Son los años del sexenio del presidente Carlos Salinas de Gortari (1988 – 1994) los que cubre su más reciente libro. Los años de una elección presidencial bastante cuestionada, con gravísimas acusaciones de fraude. Los años en que México tuvo líderes deslumbrados por la bonanza del Primer Mundo, al que pretendieron arribar alineándose a políticas fieles al rapaz neoliberalismo económico. Son los años en que México se vio sacudido por los mayores escándalos políticos: los asesinatos de un candidato presidencial (Colosio) y de un jefe del partido en el poder (Ruiz Massieu). Los años en que la impunidad se evidenció más que nunca, con revelaciones de la conexión narco-política infiltrada en todos los ámbitos de la sociedad mexicana.
Pero también son los años en que surgió una leve esperanza de cambio, con el estallido de la rebelión indígena en Chiapas, que vino a mostrar al mundo el grado de iniquidad y de miseria en que siguen viviendo muchos millones de habitantes; rostros de la marginación y el desamparo total. Son los años en que —ahora sí— se vislumbró la caída del presidencialismo mexicano. Son todos Estos años y el caudal de problemas que arrastraron, vistos y analizados en su tiempo real por los reporteros de la revista Proceso, los que aparecen en el magistral relato de Scherer.

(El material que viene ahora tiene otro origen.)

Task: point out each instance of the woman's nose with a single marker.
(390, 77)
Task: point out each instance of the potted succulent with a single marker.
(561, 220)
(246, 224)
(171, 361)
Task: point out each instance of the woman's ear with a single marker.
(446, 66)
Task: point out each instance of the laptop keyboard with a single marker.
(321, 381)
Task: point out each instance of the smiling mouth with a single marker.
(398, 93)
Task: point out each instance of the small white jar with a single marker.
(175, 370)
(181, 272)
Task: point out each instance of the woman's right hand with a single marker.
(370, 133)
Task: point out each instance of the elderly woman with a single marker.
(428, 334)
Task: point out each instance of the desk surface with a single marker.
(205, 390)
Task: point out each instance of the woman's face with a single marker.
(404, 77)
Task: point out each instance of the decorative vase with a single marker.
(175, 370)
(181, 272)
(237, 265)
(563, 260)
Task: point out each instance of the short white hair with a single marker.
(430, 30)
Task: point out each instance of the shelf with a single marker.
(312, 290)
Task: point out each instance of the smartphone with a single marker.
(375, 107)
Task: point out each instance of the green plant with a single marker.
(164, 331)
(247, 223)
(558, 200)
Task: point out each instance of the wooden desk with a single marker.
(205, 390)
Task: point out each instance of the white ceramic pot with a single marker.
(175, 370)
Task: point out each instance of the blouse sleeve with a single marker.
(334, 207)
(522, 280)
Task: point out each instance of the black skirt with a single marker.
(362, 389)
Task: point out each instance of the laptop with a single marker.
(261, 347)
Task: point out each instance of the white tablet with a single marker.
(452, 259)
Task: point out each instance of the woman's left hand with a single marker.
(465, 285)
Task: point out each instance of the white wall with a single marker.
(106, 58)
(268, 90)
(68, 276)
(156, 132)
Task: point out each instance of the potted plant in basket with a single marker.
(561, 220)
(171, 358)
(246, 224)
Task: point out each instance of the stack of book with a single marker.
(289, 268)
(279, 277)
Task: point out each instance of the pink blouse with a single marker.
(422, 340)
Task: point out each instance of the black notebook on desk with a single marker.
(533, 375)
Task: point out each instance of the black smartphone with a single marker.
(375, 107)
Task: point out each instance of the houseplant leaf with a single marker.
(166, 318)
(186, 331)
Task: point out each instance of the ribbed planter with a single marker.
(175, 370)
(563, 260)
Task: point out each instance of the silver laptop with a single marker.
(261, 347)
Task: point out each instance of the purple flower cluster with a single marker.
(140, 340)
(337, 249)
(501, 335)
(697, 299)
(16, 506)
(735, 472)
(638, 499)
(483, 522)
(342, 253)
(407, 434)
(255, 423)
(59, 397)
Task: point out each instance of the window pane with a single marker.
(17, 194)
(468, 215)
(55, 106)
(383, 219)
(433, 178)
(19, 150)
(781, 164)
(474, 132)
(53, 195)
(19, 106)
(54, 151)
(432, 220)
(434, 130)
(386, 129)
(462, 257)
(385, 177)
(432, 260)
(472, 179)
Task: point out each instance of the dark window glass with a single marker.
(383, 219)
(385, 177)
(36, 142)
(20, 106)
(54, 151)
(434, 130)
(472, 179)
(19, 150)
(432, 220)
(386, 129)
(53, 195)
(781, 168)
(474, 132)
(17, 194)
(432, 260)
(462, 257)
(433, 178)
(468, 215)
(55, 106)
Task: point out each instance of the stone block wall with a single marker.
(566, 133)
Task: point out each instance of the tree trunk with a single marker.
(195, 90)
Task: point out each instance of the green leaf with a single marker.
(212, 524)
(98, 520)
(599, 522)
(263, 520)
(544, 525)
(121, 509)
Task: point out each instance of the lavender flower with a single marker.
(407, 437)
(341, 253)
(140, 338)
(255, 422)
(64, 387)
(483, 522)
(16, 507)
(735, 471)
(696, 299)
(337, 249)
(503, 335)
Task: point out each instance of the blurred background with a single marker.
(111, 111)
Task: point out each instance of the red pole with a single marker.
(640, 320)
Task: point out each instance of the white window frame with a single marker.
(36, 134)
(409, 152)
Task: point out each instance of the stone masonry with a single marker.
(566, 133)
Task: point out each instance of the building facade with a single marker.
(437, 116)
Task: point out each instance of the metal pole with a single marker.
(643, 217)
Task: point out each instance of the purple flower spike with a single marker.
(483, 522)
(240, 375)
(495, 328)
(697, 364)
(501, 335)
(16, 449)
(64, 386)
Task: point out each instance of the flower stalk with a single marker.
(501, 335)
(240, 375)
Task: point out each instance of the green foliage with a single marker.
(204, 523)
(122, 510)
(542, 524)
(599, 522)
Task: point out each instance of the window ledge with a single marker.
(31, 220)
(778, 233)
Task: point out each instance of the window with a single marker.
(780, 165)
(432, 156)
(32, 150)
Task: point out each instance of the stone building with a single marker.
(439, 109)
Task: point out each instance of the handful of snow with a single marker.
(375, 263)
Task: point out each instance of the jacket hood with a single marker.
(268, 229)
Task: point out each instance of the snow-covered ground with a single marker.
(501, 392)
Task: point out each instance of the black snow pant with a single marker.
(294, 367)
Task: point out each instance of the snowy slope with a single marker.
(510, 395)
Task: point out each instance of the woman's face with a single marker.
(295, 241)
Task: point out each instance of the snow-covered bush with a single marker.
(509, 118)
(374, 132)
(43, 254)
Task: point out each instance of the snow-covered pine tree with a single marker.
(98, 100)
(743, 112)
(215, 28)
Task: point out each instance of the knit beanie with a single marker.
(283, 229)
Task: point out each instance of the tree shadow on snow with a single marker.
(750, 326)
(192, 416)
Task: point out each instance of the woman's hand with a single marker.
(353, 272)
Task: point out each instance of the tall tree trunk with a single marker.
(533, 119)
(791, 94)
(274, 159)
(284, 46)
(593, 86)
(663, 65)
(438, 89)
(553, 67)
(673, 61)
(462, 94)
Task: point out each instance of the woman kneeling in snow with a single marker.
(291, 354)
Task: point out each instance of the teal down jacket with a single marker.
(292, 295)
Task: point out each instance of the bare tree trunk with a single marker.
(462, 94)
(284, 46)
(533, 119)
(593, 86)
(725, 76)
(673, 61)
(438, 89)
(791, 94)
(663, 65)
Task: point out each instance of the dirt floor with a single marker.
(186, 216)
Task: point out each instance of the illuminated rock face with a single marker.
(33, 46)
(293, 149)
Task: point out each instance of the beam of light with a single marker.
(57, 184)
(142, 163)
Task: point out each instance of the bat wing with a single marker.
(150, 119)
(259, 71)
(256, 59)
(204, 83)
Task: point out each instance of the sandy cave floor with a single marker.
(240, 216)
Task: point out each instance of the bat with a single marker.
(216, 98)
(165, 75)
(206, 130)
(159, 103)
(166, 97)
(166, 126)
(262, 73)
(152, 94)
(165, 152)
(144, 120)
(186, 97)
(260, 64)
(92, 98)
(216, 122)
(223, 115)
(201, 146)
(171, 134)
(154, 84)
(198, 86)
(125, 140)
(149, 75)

Enrique Semo, historiador, periodista, también fundador de Proceso, dice en un artículo incluido en el Manual de Periodismo (Grijalbo, 1992), de Vicente Leñero y Carlos Marín: “La prueba de toda democracia es la posibilidad de la minoría de expresar opiniones que son inaceptables para el poder”. Esta ha sido la intención —tan desmesurada como admirable— de don Julio Scherer García: someter a prueba constante, para reafirmarla, a la democracia; sacar a la luz pública, para beneficio común, lo que el poderoso quisiera mantener en las sombras. Oficio de periodistas: investigación y recuento de realidades. Tocar las llagas y denunciarlas.